Первый рабочий, прощаясь и подтягивал на дорогу свои подвязанные веревочкой штаны, успокоительно сказал:

— Ну, ни черта. Мы им кишки выпустим.

Я от неожиданности задал явственно глуповатый вопрос: кому это им?

— Ну, уж кому, это и вы знаете, и мы знаем.

Повернулся, подошел к двери, снова повернулся ко мне и показал на свои рваные штаны.

— А вы это видали?

Я не нашел, что ответить. Я и не такие штаны видал. Да и мои собственные были ничуть не лучше.

— Так вот, значит, в семнадцатом году, когда товарищи про все это разорялись, вот, думаю, будет рабочая власть, так будет у меня и костюмчик и все такое. А вот с того времени, как были эти штаны, так одни и остались. Одного прибавилось — дыр. И во всем так. Хозяева! Управители! Нет уж, мы им кишки выпустим.

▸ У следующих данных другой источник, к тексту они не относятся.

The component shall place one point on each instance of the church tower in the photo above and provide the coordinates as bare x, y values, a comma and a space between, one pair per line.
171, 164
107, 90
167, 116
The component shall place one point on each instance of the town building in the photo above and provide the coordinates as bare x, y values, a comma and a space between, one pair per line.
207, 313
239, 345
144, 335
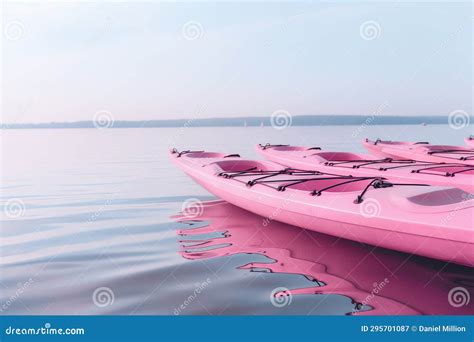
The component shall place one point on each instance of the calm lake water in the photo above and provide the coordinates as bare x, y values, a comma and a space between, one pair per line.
90, 224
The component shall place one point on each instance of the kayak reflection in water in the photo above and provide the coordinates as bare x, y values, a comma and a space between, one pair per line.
378, 281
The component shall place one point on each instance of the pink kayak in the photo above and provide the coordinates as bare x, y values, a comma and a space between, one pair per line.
422, 151
469, 141
361, 165
431, 221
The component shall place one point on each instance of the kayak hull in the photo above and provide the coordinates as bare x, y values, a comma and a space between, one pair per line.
303, 158
349, 224
420, 151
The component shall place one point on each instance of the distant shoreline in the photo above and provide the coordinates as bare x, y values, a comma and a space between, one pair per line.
301, 120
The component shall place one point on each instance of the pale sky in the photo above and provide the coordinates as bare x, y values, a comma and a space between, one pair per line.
162, 60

Насчет кишок пока что не вышло. Сумрачный рабочий оказался пророком: пошли действительно далеко, гораздо дальше, чем в те годы мог кто бы то ни было предполагать.

Кто же был типичен для рабочего класса? Те, кто грабил буржуйские квартиры или те, кто помогал мне грузить мешки? Донбассовские рабочие, которые шли против добровольцев, подпираемые сзади латышско-китайско-венгерскими пулеметчиками, или ижевские рабочие, сформировавшиеся в ударные колчаковские полки?

Прошло много, очень много лет. Потом были “углубления революции”, “ликвидация кулака, как класса, на базе сплошной коллективизации деревни”, голод на заводах и в деревнях, пять миллионов людей в концлагерях, ни на один день не прекращающаяся работа подвалов ВЧК-ГПУ-НКВД.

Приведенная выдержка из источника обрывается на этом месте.